Оказалось, в Широком Буераке за лето две артели – артель бурдяшинцев и артель «Необходимость» – слились в одну артель «Самосила».

«Конечно, такое название придумал Плакущев», – мелькнуло у Кирилла, когда он прочитал вывеску на коньке избы Митьки Спирина.

Во дворе толпились мужики и бабы, а под сараем, за столом рядом с Митькой Спириным, лениво посматривая на всех, сидел Шлёнка. Митька вертелся на табуретке и тревожно выкрикивал:

– Граждане, не курите, прошу вас: ментом ведь сарай вспыхнет.
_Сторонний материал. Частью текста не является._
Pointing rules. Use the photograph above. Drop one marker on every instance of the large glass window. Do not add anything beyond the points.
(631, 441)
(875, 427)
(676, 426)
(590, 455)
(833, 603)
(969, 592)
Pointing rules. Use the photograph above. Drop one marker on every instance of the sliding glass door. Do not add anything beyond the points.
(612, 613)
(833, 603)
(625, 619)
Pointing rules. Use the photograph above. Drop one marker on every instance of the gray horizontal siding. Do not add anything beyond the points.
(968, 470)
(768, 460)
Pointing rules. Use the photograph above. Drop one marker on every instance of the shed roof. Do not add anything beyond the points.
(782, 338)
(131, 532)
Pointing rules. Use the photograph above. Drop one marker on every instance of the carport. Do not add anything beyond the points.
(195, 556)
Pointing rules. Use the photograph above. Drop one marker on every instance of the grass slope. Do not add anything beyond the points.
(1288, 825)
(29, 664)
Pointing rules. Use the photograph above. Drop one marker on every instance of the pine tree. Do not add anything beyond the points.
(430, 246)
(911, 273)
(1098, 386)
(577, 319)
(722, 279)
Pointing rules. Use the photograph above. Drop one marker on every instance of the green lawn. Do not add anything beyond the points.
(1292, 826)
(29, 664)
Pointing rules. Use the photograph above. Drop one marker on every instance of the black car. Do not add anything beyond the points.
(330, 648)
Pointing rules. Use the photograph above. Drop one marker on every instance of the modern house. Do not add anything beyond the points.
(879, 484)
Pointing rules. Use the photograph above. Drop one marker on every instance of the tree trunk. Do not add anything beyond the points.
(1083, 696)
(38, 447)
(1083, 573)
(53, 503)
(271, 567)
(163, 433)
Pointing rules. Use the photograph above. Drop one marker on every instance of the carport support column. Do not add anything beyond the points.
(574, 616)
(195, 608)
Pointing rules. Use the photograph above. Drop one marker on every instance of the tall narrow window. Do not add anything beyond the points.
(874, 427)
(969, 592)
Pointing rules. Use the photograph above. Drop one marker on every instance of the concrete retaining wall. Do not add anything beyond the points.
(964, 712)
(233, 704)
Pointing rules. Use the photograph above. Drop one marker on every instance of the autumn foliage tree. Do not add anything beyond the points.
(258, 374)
А Плакущев уговаривал Шлёнку:

– Мы ведь заодно с вами, – говорил он. – Но всякую штуку ждать надо. Вон яблоки на дереве. Зеленое съешь – пронесет тебя. А созреет – полезность большую для человека имеет. И нам созреть надо. Чего говорить – у вас там, на «Брусках», любо глядеть – рай земной. Рай. И назад возврату нет – отрублено. Да ведь это я могу сказать другому, – кто уразумел. А темный народ «воспитать следует, освободить его от глупого, а потом сказать: «Пожалуйте в коммуну». Не всякого ведь можно в горницу пустить. Вон Епиху Чанцева пусти – он тебе все облюет, обслюнявит.

– Действительно, – согласился в угоду Плакущеву Епиха и заерзал на заднице. – Было дело – на свадьбе… Меня угостили, а я измазал все. Я ведь озорной.

– Вот я и говорю, – чуточку подождав, чтобы слова Епихи дошли до всех, закончил Плакущев. – Не порите горячку. От чистой души тебе говорю: воспитать народ надо допрежь то ись.

Тут вцепился Илья Гурьянов. Он так же, как и всегда, засунул руки в карманы, сжался, точно ему было холодно, – и выдвинул свою линию:

– Я хочу говорить здесь, граждане, не ради красного словца, – начал он, глядя на Плакущева с величайшим презрением. – Есть люди, которые сейчас, припертые, полезут к черту на рога. Как говорят: таракана булавкой коли, и он запоет.

– Зря! Уйми, Никита, ведь отец ты, – с упреком посоветовал Плакущев.

– Чай, вот послушаем, – ответил Никита.